Among Holladay’s many scholarly contributions are his critical editions of Hellenistic Jewish authors and his work on New Testament Christology and Luke-Acts.

== Selected honors ==
- F. J. A. Hort Memorial Fund Award, University of Cambridge, 1973
- Elected to membership in Studiorum Novi Testamenti Societas, 1979
- Fulbright Senior Scholar Award, Eberhard-Karls Universität, Tübingen, 1994–95
- Henry T. Luce, III, Fellow in Theology, Association of Theological Schools, 1999-2000
- Distinguished Alumni Award, Abilene Christian University, 2003
- President, Studiorum Novi Testamenti Societas, 2016–17
- Elected to membership in American Academy of Arts and Sciences, 2017

== Selected works ==
- THEIOS ANER in Hellenistic Judaism: A Critique of the Use of This Category in New Testament Christology. Society of Biblical Literature Dissertation Series, No. 40. Missoula, MT: Scholars Press, 1977.
- Commentary on First Corinthians. Austin, Texas: R. B. Sweet Publishing Co., 1978.
- Biblical Exegesis: A Beginner’s Handbook. (Co-authored with John H. Hayes.) Atlanta: John Knox Press, 1982/London: SCM Press, 1983. (Rev. ed., 1987; 3rd ed., 2007.)
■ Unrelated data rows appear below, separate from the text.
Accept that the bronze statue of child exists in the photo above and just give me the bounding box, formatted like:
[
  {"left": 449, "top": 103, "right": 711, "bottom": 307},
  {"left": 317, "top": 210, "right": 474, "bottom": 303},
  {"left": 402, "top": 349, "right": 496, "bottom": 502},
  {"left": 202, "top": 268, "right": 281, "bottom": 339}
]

- Fragments from Hellenistic Jewish Authors. Volume I: Historians. Society of Biblical Literature Texts and Translations, No. 20; Pseudepigrapha Series, No. 10. Chico, CA: Scholars Press, 1983.
- Preaching the New Common Lectionary. (Co-authored with Fred B. Craddock, John H. Hayes, and Gene M. Tucker.) Nashville: Abingdon Press, 1984-87.
- Fragments from Hellenistic Jewish Authors. Volume II: Poets. Society of Biblical Literature Texts and Translations, No. 30; Pseudepigrapha Series, No. 12. Atlanta: Scholars Press, 1989.
- Preaching Through the Christian Year. (Co-authored with Fred B. Craddock, John H. Hayes, and Gene M. Tucker.) Philadelphia: Trinity Press International, 1992-94.
- Fragments from Hellenistic Jewish Authors. Volume III: Aristobulus. Society of Biblical Literature Texts and Translations, No. 39; Pseudepigrapha Series, No. 13. Atlanta: Scholars Press, 1995.
- Fragments from Hellenistic Jewish Authors. Volume IV: Orphica. Society of Biblical Literature Texts and Translations, No. 40; Pseudepigrapha Series, No. 14. Atlanta: Scholars Press, 1996.
- A Critical Introduction to the New Testament: Interpreting the Message and Meaning of Jesus Christ. Nashville: Abingdon Press, 2005.
- Acts: A Commentary. New Testament Library. Louisville: Westminster John Knox Press, 2016.
- Introduction to the New Testament: Reference Edition. Waco, Texas: Baylor University Press, 2017.